Table 7.Comparison with Annual operation costs according to maintenance methods

5.2 The IEEE 30-bus system results

The IEEE 30-bus system has 6 generators, 41 lines. The test data (bus data, line parameters, and generation cost) for these two test systems are taken from the MATPOWER toolbox [24].

Table 8 and Table 9 show the LEI and FEI for the overhead lines of IEEE 30-bus test system. Since the evaluation process of LEIj is already shown in IEEE 9-bus case, the detailed evaluation process such as obtaining LEIi,j was shortened in this section.

Table 8.LEI of each overhead line in the IEEE 30-bus system

Table 9.FEI of each overhead line in the IEEE 30-bus system

Fig. 4 shows the annual operation costs for IEEE 30-bus system with each MCI. In this simulation, the annual operation cost over 50 years for IEEE 30-bus system is lowest when maintenance is based on MCI = 2.16.

Fig. 4.Annual opertaion costs versus MCI for the overhead line in IEEE30-bus test system

Table 10 shows the comparison with the annual operation costs between TBM, CBM, and the proposed method.

As shown in Table 10, the proposed maintenance method is more cost effective than previous methods such as TBM and CBM. This results shows that the proposed method is still effective for larger practical system.

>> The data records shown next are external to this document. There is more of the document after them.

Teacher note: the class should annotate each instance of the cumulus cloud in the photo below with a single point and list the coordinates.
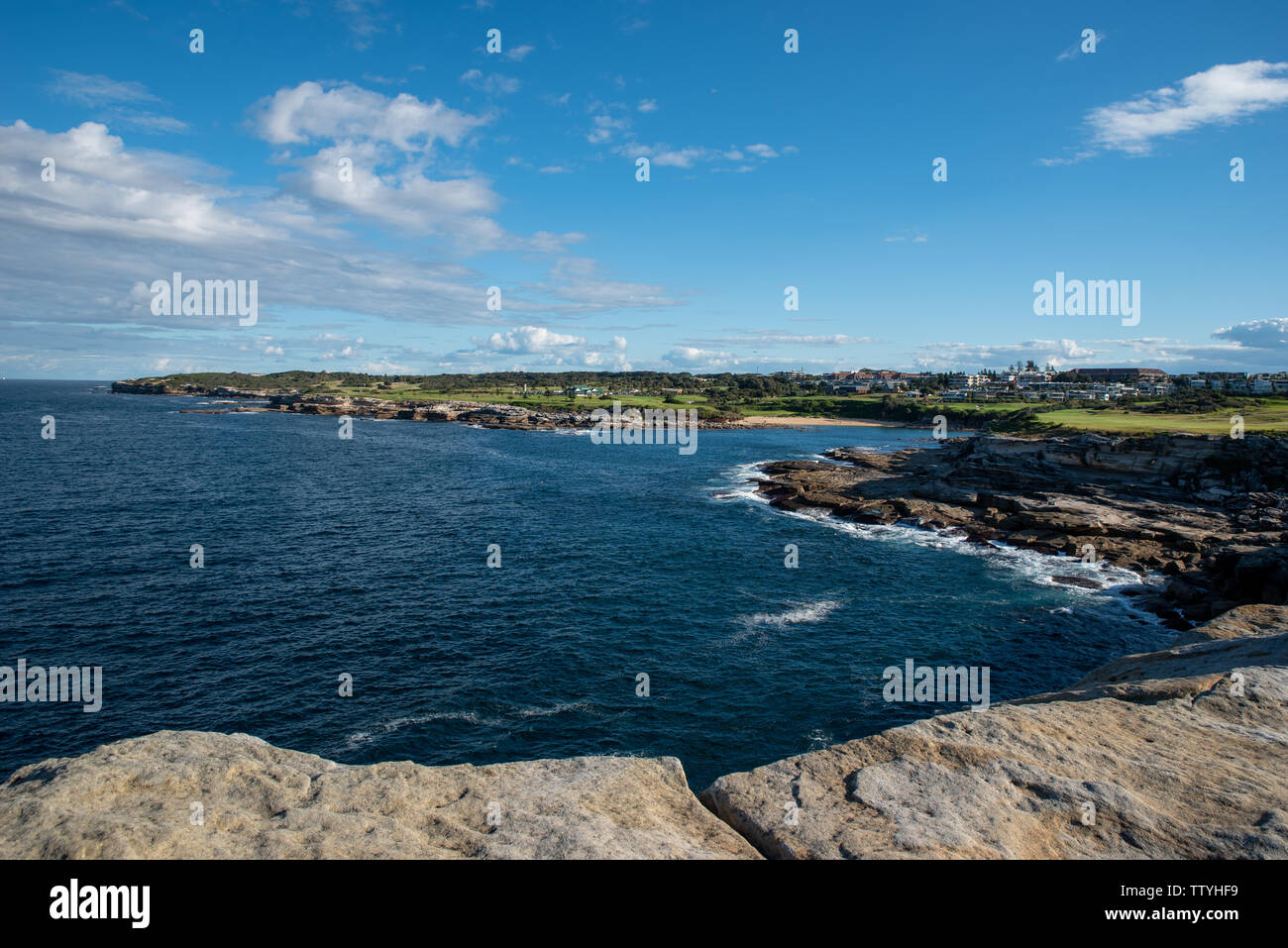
(97, 89)
(346, 111)
(1260, 334)
(1220, 95)
(490, 82)
(529, 339)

Table 10.Comparison with Annual operation costs according to maintenance methods

 

6. Conclusion

This paper proposed an effective reliability-centered maintenance strategy in overhead transmission lines. Unlike existing maintenance methods of overhead lines, our maintenance strategy, based on MPI, not only considers the physical condition of overhead lines but also demonstrates the importance of system reliability. The MPI can be easily achieved for cost-effective maintenance strategy by combining each state and importance index of overhead lines. Especially, the proposed importance index on MPI (LEI and FEI) also enables overhead transmission lines to be estimated their importance of system reliability. The validity of the proposed method has been tested on an IEEE 9-bus system. According to the proposed maintenance strategy, the transmission utility observes the condition of the overhead line using a sensor in order to define each state and evaluate its MPI. The priority for maintenance of overhead lines is determined whose MPI is greater than the MCI, by calculating through a sequential Monte Carlo simulation. Obtained results have been presented and compared with those of TBM and CBM, simple application of our method that shows reasonable results of the proposed strategy, because of cost effectiveness in the reliability approach. In addition, the system information obtained by using MPI of each overhead line can provide useful guidelines to the transmission utilities, when their maintenance strategy is developed for transmission planning. The research work is under way in order not only to develop better reliability centered approach in large scale power system, but also to find a suitable weighting factor, thereby combining incommensurable objectives such as LEI and FEI.